Group of Seven Connection
Although the ruins of the town are nothing like I remember, it is still a magical nook along the edge of Lake Superior. I photograph Otto sketching the gentle slopes of St. Patrick’s Island, as painted by Lawren Harris in the 1920s. We hike amongst old weathered stone chimneys and foundations to where A.Y. Jackson would have sat to paint the pretty coastal townsite. It’s interesting to note that today it is a much quieter place than it was hundred years ago when members of the Group of Seven were here. Our kayak trip continues past other coastal areas where iconic paintings were produced of Pic Island and another once-busy fishing community at Port Coldwell.
The 2015 kayak adventure is an eye-opening experience exposing the raw beauty of Lake Superior and its role in helping to create a style of Canadian art true to the rugged and unvarnished landscape of the coast. But my trip to Jackfish leaves me with a nagging suspicion that I am missing something. More than once I wonder aloud what happened to the buildings and my paddling comrades are not quite sure what to think. After all, there are plenty of artifacts pointing to an active past including an old bicycle frame resting on the bluff above the beach and a rusted sun-baked carcass of an old truck resting comfortably among scrubby trees near Darrell’s cabin.
Brought up to Speed by an Old Truck
Fast forward to 2021 when I review my photographs from the 2006 trip to Jackfish; I look with amazement at the wide variety of log and frame structures that were spread across the townsite.

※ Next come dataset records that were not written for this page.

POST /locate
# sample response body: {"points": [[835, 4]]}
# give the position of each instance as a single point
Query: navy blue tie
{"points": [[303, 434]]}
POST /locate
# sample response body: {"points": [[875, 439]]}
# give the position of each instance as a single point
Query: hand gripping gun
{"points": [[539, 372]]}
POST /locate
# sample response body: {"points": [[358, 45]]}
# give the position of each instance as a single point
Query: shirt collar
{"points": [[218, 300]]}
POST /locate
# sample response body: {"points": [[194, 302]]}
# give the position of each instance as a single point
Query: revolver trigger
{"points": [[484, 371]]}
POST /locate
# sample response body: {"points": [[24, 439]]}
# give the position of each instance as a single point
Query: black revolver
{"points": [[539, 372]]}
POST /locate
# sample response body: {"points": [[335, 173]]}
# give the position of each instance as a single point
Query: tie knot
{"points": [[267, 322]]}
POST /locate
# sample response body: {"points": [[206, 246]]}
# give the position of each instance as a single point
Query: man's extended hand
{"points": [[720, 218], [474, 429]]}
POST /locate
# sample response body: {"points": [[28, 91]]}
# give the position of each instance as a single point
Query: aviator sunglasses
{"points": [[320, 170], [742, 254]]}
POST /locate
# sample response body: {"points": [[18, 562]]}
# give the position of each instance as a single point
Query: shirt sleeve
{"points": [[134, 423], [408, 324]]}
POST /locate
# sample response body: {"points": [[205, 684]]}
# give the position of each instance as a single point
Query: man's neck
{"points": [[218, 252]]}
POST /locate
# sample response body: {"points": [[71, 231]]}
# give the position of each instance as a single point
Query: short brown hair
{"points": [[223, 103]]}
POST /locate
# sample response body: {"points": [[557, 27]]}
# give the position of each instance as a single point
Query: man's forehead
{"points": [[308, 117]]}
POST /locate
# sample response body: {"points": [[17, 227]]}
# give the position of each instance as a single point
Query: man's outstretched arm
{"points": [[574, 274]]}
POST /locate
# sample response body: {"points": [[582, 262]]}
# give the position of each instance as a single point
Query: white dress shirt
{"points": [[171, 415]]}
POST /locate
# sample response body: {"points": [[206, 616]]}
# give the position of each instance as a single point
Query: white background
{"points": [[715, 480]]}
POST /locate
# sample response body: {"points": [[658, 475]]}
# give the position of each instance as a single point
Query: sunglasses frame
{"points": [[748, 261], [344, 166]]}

The most intriguing photograph is of an old sun-baked truck which I recognize from photographs of our 2015 visit. The main difference between the 2006 and 2015 images is that the earlier image has an immense weathered multistory wooden building in the immediate background. In 2015, it’s gone. The side-by-side comparison confirms it’s the same truck.
I remember the truck was close to the small cabin we stayed in. I contact owner Darrell Makin and the pieces began to fall into place. He tells me the large building close to the old truck was the home of a commercial fisherman, Peter Dahl. Makin bought the property in 2009 and, in researching some of the histories of Jackfish, he learned Dahl befriended Carmichael, Jackson, and Harris, and shuttled them to specific locations on the lake to paint. A further connection to the Group of Seven was a sign on one of the Dahl buildings that read ‘Trout Lodge’ which Makin believes was painted by Franklin Carmichael. Unfortunately, a fire in 2010 destroyed Makin’s buildings and most of the structures in the townsite. The remains of the town are slowly sinking into the wilderness, a process that was severely hastened by the 2010 fire, but the community of Jackfish and its magnificent coastal location are immortalized in the works of Canada’s Group of Seven.
Soon after the fire, Makin put up a new building on the old Dahl property. And as I have only recently pieced together, it’s very close to the old truck that helped enlighten me about the disappearance of the old buildings of Jackfish.